4 Juin 2017
Je n’avais pas pu m’empêcher d’intervenir dans une discussion sur Camp To Camp au sujet de la voie des Parisiens aux 3 Becs.
Blasphème! L’un des protagonistes parlait de rocher pourri et même dangereux.
J’ai gravi environ 50 fois cette voie et jamais je n’ai vu tomber une pierre ou en ai arraché une. Certes la L4 possède des prises sur lesquelles je tire avec discernement depuis 30ans… sans en faire bouger une seule.
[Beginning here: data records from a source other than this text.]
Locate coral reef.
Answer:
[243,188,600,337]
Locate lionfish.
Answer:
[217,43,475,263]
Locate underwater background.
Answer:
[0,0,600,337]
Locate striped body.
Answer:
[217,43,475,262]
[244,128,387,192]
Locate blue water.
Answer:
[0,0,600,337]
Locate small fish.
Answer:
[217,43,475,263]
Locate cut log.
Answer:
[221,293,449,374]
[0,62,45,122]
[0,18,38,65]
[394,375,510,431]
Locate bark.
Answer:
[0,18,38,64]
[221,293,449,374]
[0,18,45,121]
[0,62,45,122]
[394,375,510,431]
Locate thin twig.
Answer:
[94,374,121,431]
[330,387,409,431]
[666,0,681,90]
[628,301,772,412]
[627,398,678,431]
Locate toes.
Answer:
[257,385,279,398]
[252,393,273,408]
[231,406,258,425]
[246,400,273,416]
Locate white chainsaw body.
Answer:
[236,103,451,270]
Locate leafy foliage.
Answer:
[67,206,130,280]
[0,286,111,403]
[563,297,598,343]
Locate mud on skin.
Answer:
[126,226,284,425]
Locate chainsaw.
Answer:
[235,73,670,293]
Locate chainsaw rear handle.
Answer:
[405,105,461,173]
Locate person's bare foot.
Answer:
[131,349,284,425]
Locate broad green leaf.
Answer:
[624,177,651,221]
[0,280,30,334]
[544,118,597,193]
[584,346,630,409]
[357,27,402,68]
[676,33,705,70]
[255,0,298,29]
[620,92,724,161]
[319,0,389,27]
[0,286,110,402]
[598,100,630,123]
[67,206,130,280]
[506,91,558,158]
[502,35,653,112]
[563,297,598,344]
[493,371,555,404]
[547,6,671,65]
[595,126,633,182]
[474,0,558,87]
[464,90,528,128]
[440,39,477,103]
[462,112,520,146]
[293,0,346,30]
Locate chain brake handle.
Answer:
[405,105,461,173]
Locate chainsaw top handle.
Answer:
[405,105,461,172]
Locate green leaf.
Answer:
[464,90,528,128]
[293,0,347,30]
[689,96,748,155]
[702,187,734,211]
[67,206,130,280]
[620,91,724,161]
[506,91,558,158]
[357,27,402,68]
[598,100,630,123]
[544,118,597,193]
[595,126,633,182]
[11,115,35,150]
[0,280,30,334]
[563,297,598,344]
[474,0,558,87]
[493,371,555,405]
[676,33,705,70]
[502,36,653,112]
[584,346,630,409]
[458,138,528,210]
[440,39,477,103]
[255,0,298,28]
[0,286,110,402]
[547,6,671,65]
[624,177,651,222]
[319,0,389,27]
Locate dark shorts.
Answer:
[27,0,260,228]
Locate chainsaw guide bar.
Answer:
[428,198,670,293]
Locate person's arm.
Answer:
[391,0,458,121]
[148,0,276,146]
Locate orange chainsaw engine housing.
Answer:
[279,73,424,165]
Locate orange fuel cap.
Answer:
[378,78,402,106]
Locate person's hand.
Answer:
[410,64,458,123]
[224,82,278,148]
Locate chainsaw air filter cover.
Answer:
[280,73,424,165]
Je ne dis pas que c’est le rocher monolithique du Verdon et je sais pertinemment pour avoir ouvert une dizaine de voies sur ce massif que les silex cassent et que les pierres posées sur les vires sont nombreuses et même que l’effondrement du début des années 2000 avec ses quelques dizaines de mètres cube avait arraché une bonne part de la vire d’attaque. C'est les joies et les aléas du rocher des 3 Becs.
Mais je ne me suis jamais senti en danger lors de mes nombreuses aventures sur ce massif.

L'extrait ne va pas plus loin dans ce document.